- Selitë Location within Albania
- Coordinates: 41°47′N 20°5′E﻿ / ﻿41.783°N 20.083°E
- Country: Albania
- County: Lezhë
- Municipality: Mirditë

Population (2023)
- • Administrative unit: 358
- Time zone: UTC+1 (CET)
- • Summer (DST): UTC+2 (CEST)

= Selitë, Mirditë =

Selitë is a former municipality in the Lezhë County, northwestern Albania. At the 2015 local government reform it became a subdivision of the municipality Mirditë. The population at the 2023 census was 358.

The settlement holding town status is Kurbnesh.
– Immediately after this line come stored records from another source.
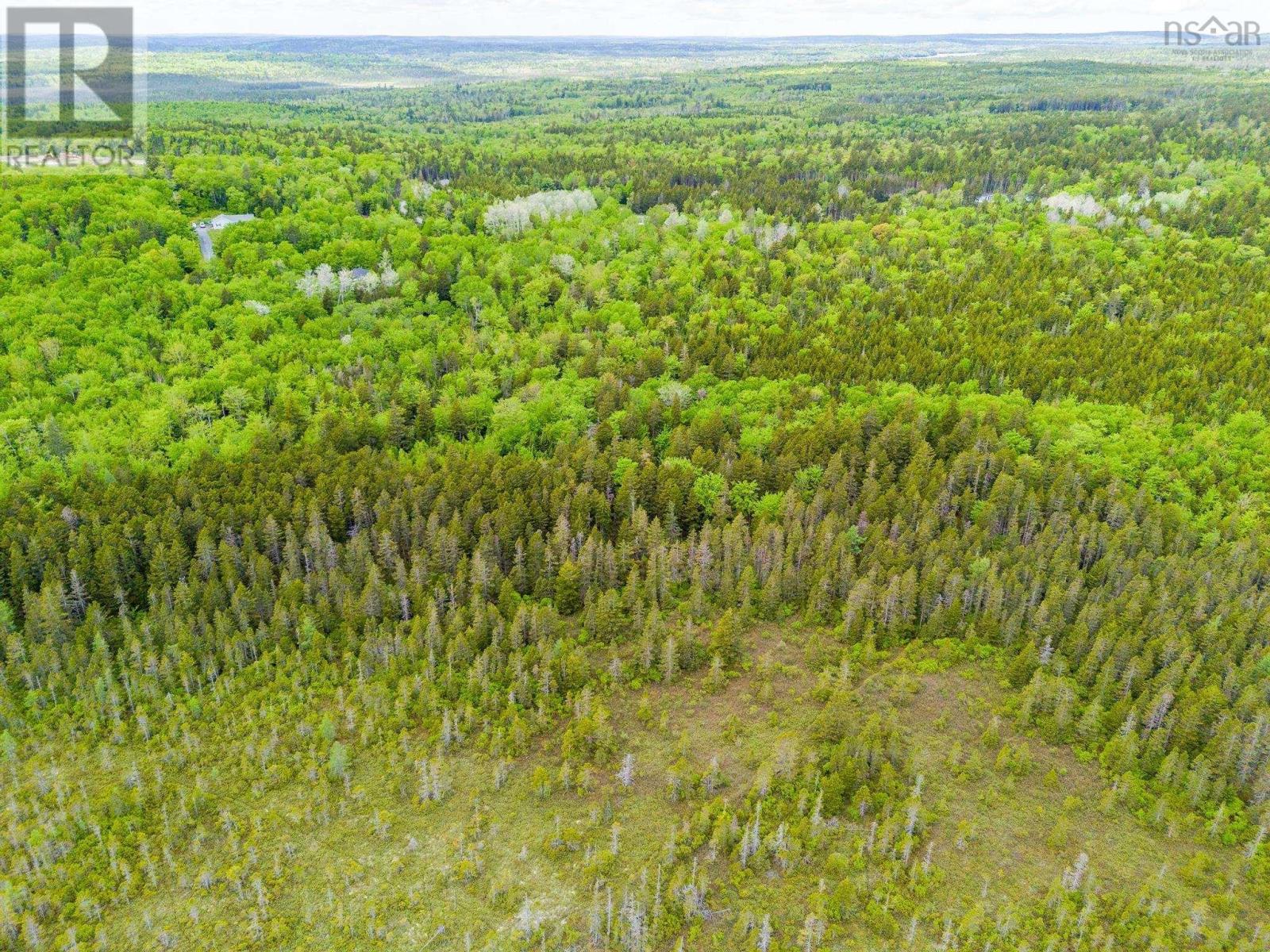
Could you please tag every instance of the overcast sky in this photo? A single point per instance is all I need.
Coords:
(677, 17)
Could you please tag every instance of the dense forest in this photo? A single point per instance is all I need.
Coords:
(806, 507)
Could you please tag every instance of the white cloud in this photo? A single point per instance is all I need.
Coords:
(667, 17)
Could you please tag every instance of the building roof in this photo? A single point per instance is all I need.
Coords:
(220, 221)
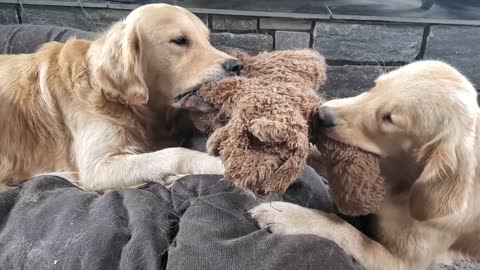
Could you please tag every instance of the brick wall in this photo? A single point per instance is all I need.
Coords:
(356, 51)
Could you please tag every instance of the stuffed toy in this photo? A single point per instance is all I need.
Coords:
(262, 125)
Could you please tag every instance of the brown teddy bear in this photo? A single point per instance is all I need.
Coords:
(262, 125)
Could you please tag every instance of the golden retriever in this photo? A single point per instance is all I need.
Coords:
(421, 120)
(101, 109)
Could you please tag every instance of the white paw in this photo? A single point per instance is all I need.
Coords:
(283, 218)
(170, 180)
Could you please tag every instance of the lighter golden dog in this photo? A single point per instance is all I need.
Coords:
(422, 121)
(101, 110)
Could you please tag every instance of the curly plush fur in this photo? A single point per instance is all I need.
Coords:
(261, 130)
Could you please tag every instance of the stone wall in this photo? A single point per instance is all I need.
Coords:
(356, 51)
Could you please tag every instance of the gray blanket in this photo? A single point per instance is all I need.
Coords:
(202, 223)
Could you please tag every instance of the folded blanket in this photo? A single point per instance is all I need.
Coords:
(202, 223)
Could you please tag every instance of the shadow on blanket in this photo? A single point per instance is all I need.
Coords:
(201, 224)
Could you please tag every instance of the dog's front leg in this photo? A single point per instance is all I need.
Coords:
(287, 218)
(127, 170)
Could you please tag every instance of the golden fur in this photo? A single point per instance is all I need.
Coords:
(422, 122)
(100, 110)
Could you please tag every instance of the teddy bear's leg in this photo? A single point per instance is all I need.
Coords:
(269, 131)
(213, 143)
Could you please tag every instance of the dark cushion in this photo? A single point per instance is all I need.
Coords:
(202, 223)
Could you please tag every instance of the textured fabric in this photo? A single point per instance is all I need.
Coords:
(202, 223)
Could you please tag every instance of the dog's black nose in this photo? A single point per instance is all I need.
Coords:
(325, 116)
(233, 65)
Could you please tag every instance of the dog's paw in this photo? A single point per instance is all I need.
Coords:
(170, 180)
(283, 218)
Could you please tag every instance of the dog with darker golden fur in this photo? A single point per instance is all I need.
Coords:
(422, 121)
(99, 111)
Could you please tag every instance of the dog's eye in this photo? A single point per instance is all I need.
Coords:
(180, 41)
(388, 118)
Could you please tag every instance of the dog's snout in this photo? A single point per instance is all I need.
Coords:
(325, 117)
(233, 65)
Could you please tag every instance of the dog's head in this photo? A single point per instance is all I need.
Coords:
(159, 52)
(426, 111)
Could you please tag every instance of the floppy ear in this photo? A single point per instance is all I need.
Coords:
(444, 185)
(119, 69)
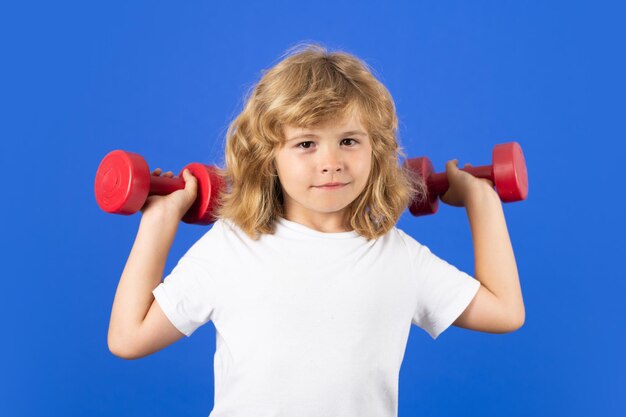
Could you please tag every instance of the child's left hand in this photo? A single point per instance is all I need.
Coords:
(463, 185)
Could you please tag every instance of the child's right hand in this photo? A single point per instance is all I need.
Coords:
(175, 204)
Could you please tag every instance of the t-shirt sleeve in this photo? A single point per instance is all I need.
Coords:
(443, 291)
(187, 294)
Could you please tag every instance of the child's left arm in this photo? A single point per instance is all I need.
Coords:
(498, 307)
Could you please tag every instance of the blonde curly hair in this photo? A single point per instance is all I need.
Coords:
(308, 87)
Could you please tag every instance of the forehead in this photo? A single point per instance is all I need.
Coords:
(350, 123)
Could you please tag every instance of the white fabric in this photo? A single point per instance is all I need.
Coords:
(310, 323)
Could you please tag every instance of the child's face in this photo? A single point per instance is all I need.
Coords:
(325, 154)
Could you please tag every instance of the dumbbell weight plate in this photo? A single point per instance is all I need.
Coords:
(509, 172)
(122, 182)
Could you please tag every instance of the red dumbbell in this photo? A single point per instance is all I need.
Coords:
(508, 173)
(123, 183)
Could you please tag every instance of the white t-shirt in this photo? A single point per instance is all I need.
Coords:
(310, 323)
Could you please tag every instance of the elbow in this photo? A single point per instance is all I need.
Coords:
(518, 321)
(120, 349)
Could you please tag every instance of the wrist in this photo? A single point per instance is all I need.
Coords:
(160, 216)
(482, 194)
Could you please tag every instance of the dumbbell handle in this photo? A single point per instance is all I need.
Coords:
(165, 185)
(438, 182)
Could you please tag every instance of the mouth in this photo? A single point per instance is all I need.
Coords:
(331, 186)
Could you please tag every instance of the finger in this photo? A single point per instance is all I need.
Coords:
(191, 183)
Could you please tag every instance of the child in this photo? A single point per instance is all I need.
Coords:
(311, 287)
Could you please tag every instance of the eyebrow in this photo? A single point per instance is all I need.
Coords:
(313, 135)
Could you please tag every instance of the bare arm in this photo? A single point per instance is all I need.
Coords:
(495, 268)
(498, 307)
(143, 273)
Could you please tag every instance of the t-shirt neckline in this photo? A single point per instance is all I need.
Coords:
(315, 233)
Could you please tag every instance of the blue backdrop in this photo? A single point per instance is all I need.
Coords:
(164, 79)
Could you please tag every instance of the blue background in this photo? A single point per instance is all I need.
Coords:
(164, 79)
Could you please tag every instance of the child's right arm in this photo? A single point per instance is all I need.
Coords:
(138, 326)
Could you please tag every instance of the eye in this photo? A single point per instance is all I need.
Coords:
(304, 145)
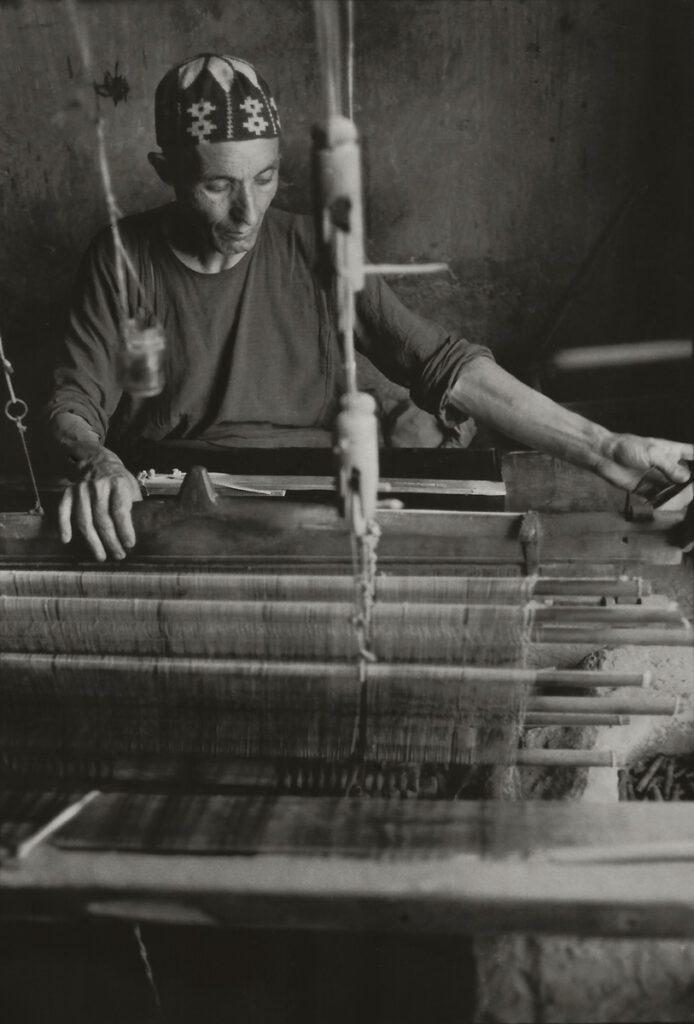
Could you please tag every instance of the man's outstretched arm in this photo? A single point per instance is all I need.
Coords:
(99, 504)
(489, 394)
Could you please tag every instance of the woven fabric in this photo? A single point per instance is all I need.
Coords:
(213, 98)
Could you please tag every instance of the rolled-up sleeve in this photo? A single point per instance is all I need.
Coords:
(85, 375)
(409, 349)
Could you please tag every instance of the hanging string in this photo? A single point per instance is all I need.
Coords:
(123, 260)
(15, 411)
(350, 59)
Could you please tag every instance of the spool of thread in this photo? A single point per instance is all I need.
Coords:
(357, 454)
(338, 197)
(141, 359)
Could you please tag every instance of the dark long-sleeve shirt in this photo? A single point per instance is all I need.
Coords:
(252, 352)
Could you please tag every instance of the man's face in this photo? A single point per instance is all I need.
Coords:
(224, 189)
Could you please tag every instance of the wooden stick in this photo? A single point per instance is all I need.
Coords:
(55, 669)
(612, 704)
(618, 614)
(539, 719)
(642, 636)
(625, 853)
(609, 587)
(244, 586)
(67, 814)
(590, 678)
(558, 758)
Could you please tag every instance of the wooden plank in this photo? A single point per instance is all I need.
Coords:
(453, 867)
(264, 531)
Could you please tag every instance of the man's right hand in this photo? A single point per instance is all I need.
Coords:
(99, 506)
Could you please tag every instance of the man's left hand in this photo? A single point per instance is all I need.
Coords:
(629, 460)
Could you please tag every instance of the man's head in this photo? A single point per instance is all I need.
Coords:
(218, 128)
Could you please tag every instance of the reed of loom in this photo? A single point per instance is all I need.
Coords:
(221, 666)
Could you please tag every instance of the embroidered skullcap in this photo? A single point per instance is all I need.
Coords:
(213, 98)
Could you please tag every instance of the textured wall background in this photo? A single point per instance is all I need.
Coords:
(500, 135)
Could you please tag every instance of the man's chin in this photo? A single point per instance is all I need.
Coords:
(234, 245)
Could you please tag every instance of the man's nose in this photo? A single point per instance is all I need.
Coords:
(244, 209)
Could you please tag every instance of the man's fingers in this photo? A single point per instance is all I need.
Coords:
(100, 492)
(64, 515)
(85, 523)
(121, 511)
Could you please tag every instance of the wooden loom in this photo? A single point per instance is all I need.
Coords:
(107, 684)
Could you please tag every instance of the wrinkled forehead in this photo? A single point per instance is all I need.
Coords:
(240, 160)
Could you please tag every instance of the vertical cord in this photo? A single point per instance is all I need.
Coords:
(15, 411)
(350, 59)
(123, 260)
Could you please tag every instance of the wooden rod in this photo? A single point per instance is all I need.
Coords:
(240, 586)
(608, 586)
(541, 719)
(618, 614)
(589, 678)
(643, 636)
(623, 354)
(558, 758)
(612, 704)
(25, 669)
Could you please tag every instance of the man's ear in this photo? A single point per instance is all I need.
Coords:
(162, 166)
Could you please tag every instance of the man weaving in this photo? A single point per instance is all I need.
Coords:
(252, 351)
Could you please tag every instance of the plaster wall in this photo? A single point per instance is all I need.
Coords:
(499, 135)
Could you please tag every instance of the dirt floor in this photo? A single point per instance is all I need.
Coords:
(564, 979)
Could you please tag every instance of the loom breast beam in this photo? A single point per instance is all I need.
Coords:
(402, 632)
(288, 587)
(204, 529)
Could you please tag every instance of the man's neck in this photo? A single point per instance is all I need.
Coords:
(198, 258)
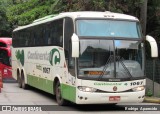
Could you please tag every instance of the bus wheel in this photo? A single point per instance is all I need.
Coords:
(58, 93)
(19, 80)
(24, 86)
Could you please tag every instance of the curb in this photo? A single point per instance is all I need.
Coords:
(152, 100)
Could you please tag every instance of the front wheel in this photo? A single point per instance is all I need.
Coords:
(58, 93)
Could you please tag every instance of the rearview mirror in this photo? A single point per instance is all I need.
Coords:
(153, 44)
(75, 45)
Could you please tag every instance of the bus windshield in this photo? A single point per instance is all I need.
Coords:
(111, 59)
(108, 28)
(4, 58)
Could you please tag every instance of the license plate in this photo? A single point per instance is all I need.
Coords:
(114, 98)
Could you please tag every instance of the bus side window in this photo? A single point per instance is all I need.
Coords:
(71, 61)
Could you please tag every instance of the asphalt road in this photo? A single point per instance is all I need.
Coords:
(11, 95)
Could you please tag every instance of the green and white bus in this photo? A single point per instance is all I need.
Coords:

The municipal unit was once part of the Oher district, but this district was divided between Mati and Mirdita.

== Demographic history ==
Selitë is recorded in the Ottoman defter of 1467 as a hass-ı mir-liva property in the vilayet of Uraka. The village had a total of 16 households which were represented by the following household heads: Progon Bardhi, Petër Dajçi, Lazar Stepani, Peter Skura, Kal Gjirgj Gjika, Lika Gurbanëshi, Manko Gurbanëshi, Gjon Mirdidi, Lika Miljoti, Pal Luka, Gjon Dajçi, Peter Luka, Gjon Karusi, Lazar Gjika, Andrija Luzi, and Mati.